I love this business. I love the look that I see in my students’ eyes when they realize that the have just accomplished something they did not think possible. I dig it when a student tells me a story about how what I taught them helped them in some way. My mission is to give people tools to help them to live better lives, and it gives me great satisfaction.
But I gotta tell ya, there are a lot of things about this business that drive me batty. Today, my pet peeve is the “urban legends” of my business. These are stories and illustrations that you will find widely quoted as fact in books, CD’s, seminars and presentations. They are quoted as fact, but as far as I can tell, they have no real basis anywhere. Could be that I’m just missing something, but I don’t think so. In fact, I think I’m smelling something pretty stinky around these stories.

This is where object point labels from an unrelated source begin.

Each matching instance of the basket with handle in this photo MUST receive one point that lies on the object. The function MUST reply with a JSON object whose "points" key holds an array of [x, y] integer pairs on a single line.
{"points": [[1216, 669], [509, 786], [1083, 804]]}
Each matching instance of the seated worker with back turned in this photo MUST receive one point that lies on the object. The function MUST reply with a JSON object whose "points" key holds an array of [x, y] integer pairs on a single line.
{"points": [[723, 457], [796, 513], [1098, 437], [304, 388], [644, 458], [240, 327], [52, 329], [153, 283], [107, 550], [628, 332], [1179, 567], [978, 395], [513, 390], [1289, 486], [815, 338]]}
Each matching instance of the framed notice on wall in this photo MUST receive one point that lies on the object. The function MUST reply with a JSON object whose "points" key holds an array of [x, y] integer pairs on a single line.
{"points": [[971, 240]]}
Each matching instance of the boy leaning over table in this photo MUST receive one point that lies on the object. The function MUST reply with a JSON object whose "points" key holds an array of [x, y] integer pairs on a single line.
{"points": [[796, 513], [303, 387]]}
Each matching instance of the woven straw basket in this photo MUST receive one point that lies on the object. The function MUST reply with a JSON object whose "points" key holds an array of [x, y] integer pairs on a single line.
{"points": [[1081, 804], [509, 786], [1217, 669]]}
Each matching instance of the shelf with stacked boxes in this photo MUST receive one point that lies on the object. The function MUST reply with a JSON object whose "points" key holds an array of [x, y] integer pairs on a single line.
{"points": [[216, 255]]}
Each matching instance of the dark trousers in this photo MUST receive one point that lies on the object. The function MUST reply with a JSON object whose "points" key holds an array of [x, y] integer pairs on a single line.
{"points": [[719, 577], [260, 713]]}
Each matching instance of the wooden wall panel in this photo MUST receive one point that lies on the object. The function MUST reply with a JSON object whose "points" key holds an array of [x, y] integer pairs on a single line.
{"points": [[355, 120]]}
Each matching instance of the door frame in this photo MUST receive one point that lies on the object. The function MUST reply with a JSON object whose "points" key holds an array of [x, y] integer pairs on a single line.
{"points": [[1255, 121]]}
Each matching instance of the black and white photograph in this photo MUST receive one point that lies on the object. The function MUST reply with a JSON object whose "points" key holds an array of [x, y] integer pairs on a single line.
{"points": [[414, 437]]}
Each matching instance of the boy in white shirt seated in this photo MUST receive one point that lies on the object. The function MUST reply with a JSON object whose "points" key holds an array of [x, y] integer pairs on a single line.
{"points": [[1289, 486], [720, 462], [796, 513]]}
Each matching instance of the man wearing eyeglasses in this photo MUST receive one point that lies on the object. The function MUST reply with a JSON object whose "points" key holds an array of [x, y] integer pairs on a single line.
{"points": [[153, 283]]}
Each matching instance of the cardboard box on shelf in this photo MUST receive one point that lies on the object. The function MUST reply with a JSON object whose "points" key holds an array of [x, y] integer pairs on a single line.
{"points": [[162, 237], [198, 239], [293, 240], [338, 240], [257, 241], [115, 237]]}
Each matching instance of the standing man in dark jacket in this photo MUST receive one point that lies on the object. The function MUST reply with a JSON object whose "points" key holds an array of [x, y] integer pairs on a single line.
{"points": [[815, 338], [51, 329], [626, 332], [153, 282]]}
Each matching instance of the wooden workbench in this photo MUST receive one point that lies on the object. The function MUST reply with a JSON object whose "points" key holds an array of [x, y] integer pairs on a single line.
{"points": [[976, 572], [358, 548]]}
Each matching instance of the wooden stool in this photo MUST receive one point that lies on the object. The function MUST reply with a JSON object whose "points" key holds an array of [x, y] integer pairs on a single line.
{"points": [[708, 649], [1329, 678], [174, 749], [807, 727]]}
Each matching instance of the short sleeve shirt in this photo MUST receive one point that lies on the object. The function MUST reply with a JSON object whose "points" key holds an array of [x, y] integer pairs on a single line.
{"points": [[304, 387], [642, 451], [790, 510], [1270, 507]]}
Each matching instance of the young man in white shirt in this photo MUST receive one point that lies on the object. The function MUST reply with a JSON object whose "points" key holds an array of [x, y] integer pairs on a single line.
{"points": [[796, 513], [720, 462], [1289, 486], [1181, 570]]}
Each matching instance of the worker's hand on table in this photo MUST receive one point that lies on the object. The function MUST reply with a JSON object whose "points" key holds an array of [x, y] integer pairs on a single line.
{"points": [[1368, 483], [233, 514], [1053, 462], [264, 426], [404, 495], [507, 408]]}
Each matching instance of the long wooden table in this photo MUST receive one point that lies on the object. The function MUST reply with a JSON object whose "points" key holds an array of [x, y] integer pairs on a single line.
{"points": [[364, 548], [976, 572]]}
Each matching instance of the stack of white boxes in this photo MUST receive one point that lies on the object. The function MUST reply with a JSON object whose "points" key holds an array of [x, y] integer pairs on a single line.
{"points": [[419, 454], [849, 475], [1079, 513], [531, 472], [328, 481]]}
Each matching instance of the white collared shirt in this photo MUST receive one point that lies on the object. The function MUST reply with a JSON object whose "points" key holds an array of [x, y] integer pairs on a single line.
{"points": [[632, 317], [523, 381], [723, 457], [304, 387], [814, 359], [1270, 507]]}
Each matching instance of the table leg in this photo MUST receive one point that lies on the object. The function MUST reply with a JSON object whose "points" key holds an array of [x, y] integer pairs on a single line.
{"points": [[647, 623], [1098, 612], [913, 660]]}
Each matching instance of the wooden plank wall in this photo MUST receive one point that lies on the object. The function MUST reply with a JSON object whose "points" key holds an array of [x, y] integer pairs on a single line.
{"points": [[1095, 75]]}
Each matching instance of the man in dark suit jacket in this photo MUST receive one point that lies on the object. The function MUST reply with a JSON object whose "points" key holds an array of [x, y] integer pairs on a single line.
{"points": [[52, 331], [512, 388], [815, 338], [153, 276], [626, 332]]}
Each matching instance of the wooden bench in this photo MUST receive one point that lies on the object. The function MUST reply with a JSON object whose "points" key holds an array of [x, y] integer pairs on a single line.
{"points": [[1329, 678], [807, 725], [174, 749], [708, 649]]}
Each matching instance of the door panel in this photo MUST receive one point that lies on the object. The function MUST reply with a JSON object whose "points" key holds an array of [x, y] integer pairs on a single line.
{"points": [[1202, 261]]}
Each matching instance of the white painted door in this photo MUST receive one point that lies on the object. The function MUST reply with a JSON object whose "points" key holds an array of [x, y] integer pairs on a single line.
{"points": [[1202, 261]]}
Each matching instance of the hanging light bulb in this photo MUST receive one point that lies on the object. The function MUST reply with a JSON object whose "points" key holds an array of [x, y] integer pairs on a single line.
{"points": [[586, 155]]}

The first is the story of the Bamboo Tree. The story has is that when a bamboo farmer (is there really such a thing as a bamboo farmer?) plants a bamboo, he waters it and tends it for 10 years with no visible results. Then in the 10th year, the plant suddenly shoots out of the ground and grows at some astronomical rate, like a foot a week or something. The moral is that much of our work is like this. We plant and water and tend to our business, and the results are slow in coming. But if we are faithful, and don’t give up, the results will be spectacular. Good story. I think, however, that it is a total load of crap. I have been unable to find any documentation of the growth cycle of bamboo that supports this story.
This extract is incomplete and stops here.